Earlier this week, Dallas police said a separate situation apparently involving Rice had been resolved when a man signed an affidavit of non-prosecution over an incident at a downtown nightclub. The wide receiver reportedly had been accused of assaulting the man, though Rice was never identified by Dallas police in a report of the incident provided to The Associated Press.
In the meantime, Rice continues to practice with the Chiefs during their voluntary workout program.
“We'll just let the situation play its way out,” Reid said.
Chiefs quarterback Patrick Mahomes was asked what advice he could provide Rice going forward, particularly with a legal case — and likely NFL suspension — hanging over his head and the start of the season less than four months away.

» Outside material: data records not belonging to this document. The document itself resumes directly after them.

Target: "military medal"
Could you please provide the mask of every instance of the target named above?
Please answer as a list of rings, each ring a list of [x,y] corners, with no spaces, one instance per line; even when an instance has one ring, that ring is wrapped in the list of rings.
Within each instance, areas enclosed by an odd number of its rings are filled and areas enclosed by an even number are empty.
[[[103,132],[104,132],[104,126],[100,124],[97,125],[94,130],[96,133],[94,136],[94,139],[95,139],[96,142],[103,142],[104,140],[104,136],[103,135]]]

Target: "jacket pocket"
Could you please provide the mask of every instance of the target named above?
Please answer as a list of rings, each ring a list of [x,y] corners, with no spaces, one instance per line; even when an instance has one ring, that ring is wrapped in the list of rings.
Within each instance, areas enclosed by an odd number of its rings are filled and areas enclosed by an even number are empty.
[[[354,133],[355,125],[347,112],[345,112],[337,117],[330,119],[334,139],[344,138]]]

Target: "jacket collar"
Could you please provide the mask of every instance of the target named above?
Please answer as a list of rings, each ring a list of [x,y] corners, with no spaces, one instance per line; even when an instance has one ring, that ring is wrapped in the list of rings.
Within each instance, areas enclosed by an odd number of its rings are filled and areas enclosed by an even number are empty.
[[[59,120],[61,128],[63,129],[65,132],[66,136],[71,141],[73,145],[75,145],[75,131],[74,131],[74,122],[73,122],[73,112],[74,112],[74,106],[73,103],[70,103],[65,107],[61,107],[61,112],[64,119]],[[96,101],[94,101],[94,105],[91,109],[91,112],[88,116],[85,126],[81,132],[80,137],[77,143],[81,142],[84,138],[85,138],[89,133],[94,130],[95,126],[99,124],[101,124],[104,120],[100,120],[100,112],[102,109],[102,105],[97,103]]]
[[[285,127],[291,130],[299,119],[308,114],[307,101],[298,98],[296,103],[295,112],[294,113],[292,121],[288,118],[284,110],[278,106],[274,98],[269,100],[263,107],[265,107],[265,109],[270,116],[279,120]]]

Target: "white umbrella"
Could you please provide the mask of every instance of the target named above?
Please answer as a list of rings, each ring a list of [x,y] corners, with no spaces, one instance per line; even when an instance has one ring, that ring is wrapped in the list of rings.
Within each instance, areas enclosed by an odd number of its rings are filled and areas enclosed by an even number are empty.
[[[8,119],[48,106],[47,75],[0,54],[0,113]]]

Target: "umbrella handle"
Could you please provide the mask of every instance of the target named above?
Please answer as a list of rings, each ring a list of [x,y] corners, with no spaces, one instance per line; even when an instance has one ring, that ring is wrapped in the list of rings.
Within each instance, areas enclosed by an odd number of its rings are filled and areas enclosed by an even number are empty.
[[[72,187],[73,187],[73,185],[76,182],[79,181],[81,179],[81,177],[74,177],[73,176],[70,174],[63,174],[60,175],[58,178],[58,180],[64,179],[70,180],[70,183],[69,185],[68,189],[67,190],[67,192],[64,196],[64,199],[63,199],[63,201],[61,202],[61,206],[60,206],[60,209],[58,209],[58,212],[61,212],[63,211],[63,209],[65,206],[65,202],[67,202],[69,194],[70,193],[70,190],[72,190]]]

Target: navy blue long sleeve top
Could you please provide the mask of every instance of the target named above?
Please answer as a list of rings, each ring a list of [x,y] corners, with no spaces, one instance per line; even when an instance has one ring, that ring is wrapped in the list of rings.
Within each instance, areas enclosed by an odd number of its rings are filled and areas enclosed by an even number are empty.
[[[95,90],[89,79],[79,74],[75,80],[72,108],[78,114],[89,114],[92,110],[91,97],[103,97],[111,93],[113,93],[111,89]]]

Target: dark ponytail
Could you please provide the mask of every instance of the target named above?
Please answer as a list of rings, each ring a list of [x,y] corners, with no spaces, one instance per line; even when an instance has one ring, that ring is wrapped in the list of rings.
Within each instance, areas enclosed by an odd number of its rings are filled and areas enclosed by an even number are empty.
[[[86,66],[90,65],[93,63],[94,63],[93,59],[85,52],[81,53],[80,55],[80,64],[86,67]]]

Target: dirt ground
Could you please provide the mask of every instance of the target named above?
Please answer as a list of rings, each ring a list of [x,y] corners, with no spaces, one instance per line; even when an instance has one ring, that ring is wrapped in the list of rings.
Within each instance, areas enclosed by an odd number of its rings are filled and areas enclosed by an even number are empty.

“It's trying to do whatever we can to teach him how to learn from his mistakes,” Mahomes replied. “Obviously, that was a big mistake. Learn from it and make sure it doesn't happen again, and do the best you can to be the best you can be for society and those around you. ... We're going to do what we can to get him on the right path to be a great football player, obviously, but we want him to be a great person, too.”
Mahomes also said that while he doesn't necessarily agree with the comments that Butker made in his recent commencement address at Benedictine College, the Chiefs' star quarterback supports the kicker's right to make them.
Among other things, Butker said most women receiving degrees were probably more excited about getting married and having kids; argued some Catholic leaders were “pushing dangerous gender ideologies onto the youth of America;" referred to a “deadly sin sort of pride that has a month dedicated to it” in an oblique reference to Pride month; and took aim at President Joe Biden’s policies, including his condemnation of the Supreme Court’s reversal of the 1973 Roe v. Wade decision.
“We're not always going to agree,” Mahomes said, “and there are certain things he said that I don't necessarily agree with.”
Mahomes doesn't believe Butker's comments will be a problem in the locker room, though. Nor does he think that Rice's legal trouble will cause any sort of rift as the Chiefs chase their third straight Super Bowl title and fourth in six years.
“When you get in the locker room, it's a safe space where everyone can be themselves,” Mahomes said. "It's always good to have people here — people in Kansas City, competing — and then being as smart as we can when we're not in the building.
“I think guys understand we need to step up as a team and an organization," Mahomes added, “but we need to go out there to prove it for other people to believe it as well.”
The Chiefs would certainly do well to bond quickly. The NFL has presented them with a brutal schedule.
Along with playing on every day of the week but Tuesday — including Christmas for the second year in a row — the Chiefs will be done with their bye after Week 6 and later have a stretch in which they play three games in an 11-day span.
“Our schedule has gotten crazier and crazier every single year. We know we're going to have a lot of primetime games. We've built up a lot of equity to be in those games," Mahomes said, before adding with a wry smile: "I know I'm going to try to be better on Christmas, because last Christmas was not great."